A inseparabilidade faz com que seja impossível separar o desempenho de quem presta o serviço, do próprio serviço em si, ou seja, os recursos humanos que estão no contacto direto com quem consome fazem parte do próprio serviço, tendo um grande peso na qualidade do mesmo. Por outro lado, o próprio consumidor também faz parte do serviço nos momentos em que há uma interação. Por exemplo, nos eventos, esta integração só se realiza no decorrer do próprio evento, embora, para que este aconteça, seja necessário uma série de ações antes (montagens) e depois (desmontagens) do evento. Salientamos ainda o facto de outros participantes também fazerem parte do próprio serviço, o que, no caso dos eventos, tem um forte impacto, por exemplo, no ambiente que é criado, entre muitos outros aspetos. No âmbito da presente investigação, este é um aspeto relevante, já que as relações que se estabelecem e as escolhas quanto ao género de quem trabalha na produção dos eventos podem ser muito influenciadas pelo público que irá interagir no contexto do evento. Assim, para que a perceção da qualidade do serviço prestado não seja comprometida é fundamental que haja um investimento nas pessoas que estarão em contacto com quem irá consumir o serviço, tanto em termos técnicos como nas soft skills de relação interpessoal. No âmbito dos eventos, este é um aspeto relevante sobretudo tendo em conta que muitos dos recursos humanos de produção usualmente não fazem parte da empresa que está a prestar o serviço, isto é, são contratados pontualmente e em outsourcing, como analisaremos no ponto III. 4. A heterogeneidade implica a impossibilidade de prestar um serviço exatamente igual a todas as pessoas (Getz, 2016), decorrente também da característica da inseparabilidade. Para além de vista como uma característica que pode trazer uma vantagem competitiva, no sentido em que a personalização pode responder às necessidades específicas dos consumidores, é também um desafio, sobretudo no contexto dos eventos em que os recursos humanos que contactam com os consumidores são contratados em outsourcing. Neste sentido, a formação, o planeamento e procedimentos de normalização de algumas tarefas são importantes para que o serviço seja o mais similar possível para todas as pessoas que o vão consumir, sendo a solução para os desafios que esta característica pode trazer (Berridge, 2007).

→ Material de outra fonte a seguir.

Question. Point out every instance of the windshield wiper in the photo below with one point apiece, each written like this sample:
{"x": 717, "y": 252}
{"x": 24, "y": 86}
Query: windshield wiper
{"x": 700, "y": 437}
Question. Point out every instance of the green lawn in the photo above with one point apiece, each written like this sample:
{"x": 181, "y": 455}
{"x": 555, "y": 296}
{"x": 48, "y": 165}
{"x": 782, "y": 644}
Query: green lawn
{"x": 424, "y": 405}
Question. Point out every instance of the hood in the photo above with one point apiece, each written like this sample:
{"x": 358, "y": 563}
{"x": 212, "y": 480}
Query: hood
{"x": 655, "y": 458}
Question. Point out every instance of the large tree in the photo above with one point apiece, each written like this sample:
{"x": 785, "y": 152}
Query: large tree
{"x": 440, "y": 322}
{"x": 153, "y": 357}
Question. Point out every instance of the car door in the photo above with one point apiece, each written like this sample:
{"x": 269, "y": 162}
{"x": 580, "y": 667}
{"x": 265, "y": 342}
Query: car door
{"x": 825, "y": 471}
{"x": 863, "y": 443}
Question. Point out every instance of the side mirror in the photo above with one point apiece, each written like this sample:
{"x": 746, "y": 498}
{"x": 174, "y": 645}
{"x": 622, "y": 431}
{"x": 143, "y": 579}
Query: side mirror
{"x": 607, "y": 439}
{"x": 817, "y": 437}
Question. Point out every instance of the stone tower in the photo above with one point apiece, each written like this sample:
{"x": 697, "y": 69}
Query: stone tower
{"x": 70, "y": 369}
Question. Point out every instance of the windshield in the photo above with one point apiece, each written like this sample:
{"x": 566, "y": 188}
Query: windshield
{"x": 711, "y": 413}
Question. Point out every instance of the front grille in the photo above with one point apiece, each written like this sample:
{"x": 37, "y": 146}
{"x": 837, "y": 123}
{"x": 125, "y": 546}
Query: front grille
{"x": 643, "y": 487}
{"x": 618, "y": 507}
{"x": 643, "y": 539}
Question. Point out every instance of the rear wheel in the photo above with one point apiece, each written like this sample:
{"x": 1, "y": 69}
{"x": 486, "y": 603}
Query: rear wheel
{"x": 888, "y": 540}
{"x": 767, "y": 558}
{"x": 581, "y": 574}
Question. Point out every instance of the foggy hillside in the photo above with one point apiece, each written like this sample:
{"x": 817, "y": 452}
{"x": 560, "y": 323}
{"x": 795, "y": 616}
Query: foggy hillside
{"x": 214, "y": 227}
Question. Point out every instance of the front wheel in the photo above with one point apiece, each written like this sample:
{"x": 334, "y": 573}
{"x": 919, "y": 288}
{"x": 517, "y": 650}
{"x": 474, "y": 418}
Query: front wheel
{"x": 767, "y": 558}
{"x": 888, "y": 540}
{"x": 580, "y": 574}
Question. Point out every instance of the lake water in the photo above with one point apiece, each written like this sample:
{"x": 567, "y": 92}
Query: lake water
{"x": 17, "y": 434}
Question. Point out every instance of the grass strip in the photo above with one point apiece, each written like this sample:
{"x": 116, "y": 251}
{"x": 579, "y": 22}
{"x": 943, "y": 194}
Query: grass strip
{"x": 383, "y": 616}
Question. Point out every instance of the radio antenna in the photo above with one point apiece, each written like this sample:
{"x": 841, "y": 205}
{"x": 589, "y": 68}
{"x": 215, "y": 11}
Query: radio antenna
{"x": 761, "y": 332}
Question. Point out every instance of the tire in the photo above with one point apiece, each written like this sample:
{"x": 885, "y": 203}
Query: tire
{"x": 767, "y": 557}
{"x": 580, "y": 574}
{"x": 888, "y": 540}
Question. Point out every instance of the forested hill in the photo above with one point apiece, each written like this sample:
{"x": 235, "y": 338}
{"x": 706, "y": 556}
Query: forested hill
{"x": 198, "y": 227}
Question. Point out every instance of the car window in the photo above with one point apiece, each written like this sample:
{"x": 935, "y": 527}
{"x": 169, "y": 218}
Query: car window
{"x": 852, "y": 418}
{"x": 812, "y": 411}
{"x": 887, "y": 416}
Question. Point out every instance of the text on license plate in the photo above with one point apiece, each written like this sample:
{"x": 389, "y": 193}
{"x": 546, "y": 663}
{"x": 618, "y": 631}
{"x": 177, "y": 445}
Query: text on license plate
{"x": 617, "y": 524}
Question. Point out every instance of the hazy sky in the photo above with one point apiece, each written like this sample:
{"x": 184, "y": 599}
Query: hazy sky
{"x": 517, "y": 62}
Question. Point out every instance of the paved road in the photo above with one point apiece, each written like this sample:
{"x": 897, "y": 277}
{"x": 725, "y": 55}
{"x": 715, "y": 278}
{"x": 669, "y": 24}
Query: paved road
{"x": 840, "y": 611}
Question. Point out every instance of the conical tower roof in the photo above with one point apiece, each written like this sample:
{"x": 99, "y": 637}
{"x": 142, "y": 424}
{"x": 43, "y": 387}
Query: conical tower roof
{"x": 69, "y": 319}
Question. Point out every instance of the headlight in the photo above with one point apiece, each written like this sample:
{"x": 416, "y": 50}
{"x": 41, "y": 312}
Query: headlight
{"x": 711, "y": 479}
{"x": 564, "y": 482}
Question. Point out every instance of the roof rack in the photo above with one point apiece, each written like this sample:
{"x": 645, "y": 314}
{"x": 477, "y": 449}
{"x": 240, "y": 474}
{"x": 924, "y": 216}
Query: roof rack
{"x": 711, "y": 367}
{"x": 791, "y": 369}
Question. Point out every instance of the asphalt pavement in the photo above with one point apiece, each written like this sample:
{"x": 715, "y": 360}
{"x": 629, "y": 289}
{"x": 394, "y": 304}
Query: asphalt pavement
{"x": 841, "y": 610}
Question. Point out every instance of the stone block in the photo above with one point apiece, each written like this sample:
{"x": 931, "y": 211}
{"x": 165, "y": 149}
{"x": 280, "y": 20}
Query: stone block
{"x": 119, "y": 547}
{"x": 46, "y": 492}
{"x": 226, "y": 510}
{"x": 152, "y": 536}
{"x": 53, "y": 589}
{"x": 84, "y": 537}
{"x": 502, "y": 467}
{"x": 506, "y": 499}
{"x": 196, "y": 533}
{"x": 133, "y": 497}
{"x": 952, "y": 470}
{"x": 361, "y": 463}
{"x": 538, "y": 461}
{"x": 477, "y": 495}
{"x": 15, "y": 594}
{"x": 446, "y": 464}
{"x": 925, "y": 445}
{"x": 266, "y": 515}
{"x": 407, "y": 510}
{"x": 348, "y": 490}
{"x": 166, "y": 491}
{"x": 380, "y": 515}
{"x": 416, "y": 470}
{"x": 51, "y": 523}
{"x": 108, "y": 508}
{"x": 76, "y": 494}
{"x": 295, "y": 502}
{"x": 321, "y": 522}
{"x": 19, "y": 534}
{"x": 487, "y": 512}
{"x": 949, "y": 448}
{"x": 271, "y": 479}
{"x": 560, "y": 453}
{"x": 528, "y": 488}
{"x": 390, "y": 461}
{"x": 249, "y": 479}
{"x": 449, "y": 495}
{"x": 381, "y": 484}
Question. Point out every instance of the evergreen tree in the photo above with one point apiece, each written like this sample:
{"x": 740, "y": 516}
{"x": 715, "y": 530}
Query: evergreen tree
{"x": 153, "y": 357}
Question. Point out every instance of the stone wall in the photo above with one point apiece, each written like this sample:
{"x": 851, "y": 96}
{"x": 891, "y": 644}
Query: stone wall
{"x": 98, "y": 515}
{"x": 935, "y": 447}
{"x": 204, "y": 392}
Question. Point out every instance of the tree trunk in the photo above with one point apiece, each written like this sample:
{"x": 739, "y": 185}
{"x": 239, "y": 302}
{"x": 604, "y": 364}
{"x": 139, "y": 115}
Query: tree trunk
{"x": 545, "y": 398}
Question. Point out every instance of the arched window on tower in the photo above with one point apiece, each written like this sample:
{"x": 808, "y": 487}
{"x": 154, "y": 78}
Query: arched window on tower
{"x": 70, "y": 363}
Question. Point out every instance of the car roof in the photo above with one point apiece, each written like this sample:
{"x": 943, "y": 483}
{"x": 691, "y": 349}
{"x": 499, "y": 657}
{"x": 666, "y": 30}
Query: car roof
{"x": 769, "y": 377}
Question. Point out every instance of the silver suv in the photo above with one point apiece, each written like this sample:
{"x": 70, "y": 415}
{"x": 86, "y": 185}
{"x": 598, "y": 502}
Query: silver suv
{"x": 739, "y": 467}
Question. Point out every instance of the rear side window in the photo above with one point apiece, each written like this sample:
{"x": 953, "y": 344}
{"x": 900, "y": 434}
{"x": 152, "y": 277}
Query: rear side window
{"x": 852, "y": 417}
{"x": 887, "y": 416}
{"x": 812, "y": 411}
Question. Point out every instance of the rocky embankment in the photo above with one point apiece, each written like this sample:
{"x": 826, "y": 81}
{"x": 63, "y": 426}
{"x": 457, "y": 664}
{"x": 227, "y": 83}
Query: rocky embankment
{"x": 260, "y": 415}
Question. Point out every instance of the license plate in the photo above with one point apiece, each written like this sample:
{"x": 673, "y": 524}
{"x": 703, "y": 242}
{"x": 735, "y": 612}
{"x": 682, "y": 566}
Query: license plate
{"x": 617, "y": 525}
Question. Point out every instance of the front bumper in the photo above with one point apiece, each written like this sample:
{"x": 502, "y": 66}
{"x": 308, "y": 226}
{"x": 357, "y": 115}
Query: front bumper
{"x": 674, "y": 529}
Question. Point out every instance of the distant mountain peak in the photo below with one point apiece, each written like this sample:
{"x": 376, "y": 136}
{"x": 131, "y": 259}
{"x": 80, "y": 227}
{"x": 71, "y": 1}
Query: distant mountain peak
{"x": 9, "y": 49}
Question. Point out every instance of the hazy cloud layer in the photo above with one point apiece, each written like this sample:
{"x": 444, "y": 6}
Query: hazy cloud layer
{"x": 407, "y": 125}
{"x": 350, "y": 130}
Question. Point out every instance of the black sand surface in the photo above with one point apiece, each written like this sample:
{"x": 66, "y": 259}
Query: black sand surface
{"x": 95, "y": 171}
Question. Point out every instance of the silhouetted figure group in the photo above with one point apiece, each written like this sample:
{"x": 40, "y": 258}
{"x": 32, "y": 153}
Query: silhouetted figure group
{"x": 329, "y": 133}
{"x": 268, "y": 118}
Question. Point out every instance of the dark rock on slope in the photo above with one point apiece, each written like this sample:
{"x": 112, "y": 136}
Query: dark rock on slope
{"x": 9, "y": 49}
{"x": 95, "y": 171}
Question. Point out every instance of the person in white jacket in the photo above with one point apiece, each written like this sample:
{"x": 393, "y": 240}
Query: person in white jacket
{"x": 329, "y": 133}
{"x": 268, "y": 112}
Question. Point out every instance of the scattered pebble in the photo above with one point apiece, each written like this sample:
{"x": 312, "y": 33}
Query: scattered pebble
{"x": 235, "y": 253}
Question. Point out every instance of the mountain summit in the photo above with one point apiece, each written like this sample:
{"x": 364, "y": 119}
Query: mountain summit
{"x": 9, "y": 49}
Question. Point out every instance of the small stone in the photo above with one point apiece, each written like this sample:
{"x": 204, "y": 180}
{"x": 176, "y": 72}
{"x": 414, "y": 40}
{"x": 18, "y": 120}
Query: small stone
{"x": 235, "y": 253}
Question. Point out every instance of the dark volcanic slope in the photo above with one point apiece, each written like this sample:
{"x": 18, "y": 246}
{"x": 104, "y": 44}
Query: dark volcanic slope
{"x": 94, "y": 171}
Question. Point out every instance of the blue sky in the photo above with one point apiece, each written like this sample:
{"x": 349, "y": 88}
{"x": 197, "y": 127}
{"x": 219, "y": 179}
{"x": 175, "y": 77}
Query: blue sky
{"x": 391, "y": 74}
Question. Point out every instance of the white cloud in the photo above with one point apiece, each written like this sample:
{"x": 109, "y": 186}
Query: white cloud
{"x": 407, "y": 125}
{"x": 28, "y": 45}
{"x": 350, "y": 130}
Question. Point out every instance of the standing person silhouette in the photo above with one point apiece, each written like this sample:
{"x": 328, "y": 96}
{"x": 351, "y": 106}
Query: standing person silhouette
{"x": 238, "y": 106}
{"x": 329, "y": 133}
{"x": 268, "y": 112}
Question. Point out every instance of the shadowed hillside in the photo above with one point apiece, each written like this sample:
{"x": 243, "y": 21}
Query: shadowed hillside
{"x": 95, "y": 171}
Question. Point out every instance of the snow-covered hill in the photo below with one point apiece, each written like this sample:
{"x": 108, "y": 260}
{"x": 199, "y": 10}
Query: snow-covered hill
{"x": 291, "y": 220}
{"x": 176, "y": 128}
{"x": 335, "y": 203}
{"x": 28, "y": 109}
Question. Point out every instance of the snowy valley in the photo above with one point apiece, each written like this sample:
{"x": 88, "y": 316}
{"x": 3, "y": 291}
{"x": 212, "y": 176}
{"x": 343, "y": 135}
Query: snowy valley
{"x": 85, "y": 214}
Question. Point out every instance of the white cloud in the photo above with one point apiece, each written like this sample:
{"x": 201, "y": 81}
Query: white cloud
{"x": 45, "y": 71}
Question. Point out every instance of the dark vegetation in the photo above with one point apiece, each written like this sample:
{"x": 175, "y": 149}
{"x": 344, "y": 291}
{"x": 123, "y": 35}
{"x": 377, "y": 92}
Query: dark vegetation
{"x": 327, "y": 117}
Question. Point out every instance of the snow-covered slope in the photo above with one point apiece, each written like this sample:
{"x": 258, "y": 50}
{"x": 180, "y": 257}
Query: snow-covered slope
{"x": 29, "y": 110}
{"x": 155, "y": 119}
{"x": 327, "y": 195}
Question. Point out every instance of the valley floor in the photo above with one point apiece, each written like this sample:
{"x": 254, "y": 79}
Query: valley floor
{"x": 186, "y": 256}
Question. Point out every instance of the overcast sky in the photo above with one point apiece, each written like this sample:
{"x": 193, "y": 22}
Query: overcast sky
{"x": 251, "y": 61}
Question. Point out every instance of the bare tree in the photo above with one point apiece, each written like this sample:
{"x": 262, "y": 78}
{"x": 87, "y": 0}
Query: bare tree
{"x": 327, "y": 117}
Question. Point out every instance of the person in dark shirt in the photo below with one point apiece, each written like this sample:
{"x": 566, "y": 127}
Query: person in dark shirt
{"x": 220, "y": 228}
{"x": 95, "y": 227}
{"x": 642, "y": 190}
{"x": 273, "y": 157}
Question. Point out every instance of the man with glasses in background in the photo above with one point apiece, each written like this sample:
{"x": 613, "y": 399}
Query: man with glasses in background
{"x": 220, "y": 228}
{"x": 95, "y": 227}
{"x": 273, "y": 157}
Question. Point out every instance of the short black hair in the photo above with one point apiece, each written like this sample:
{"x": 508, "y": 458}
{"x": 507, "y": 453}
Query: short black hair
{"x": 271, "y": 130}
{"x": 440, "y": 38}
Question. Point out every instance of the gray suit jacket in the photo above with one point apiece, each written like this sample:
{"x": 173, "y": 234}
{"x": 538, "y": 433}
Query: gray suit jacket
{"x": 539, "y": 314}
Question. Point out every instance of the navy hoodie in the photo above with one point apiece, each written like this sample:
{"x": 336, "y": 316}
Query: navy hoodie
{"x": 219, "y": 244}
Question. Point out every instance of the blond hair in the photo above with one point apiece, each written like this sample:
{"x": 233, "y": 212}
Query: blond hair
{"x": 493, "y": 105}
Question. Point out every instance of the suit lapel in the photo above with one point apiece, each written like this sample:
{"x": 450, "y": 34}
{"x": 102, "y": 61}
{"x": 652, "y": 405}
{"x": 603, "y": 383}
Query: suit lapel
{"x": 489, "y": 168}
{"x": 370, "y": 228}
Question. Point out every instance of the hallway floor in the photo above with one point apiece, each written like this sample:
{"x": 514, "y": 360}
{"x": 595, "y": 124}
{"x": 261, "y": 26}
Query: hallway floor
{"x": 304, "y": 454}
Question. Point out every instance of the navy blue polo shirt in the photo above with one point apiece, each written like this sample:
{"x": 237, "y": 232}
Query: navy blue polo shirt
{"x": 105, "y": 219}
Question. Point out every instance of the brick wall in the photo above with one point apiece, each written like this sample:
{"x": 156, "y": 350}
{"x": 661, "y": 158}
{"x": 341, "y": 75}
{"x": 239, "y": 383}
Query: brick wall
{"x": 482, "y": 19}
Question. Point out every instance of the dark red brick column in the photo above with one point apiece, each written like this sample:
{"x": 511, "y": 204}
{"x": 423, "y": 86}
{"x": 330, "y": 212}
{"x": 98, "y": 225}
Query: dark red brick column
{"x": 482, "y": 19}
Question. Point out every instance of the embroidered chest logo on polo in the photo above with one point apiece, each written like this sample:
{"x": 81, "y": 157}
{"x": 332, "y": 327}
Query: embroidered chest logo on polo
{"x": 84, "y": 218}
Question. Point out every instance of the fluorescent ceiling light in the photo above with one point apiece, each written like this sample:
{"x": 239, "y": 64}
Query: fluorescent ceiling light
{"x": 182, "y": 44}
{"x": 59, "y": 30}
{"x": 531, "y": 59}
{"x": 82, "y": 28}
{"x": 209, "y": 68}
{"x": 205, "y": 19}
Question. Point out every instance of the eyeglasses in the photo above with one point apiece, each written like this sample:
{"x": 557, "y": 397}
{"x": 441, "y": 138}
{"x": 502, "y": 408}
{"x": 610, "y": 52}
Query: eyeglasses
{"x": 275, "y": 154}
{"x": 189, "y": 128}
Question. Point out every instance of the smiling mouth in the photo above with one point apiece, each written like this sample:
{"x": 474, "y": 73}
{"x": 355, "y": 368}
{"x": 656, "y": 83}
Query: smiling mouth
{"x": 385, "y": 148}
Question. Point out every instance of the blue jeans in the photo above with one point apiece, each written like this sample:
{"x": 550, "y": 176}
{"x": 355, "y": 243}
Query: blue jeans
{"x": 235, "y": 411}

A perecibilidade decorre do facto de os serviços não poderem ser armazenados, ou seja, no caso dos eventos, se não for consumida a totalidade da capacidade de um evento, não é

47 possível guardar os lugares não vendidos para outro dia ou horário (Berridge, 2007). No entanto, os custos associados à capacidade máxima têm de ser suportados por quem organiza o evento. Uma forma de enfrentar este desafio é diferenciar os preços ou oferecer serviços mais atrativos para períodos de menor procura, contratar serviços específicos em outsourcing, bem como planear detalhadamente para vários cenários, de forma a enfrentar mais rapidamente os desafios que se colocarão no terreno.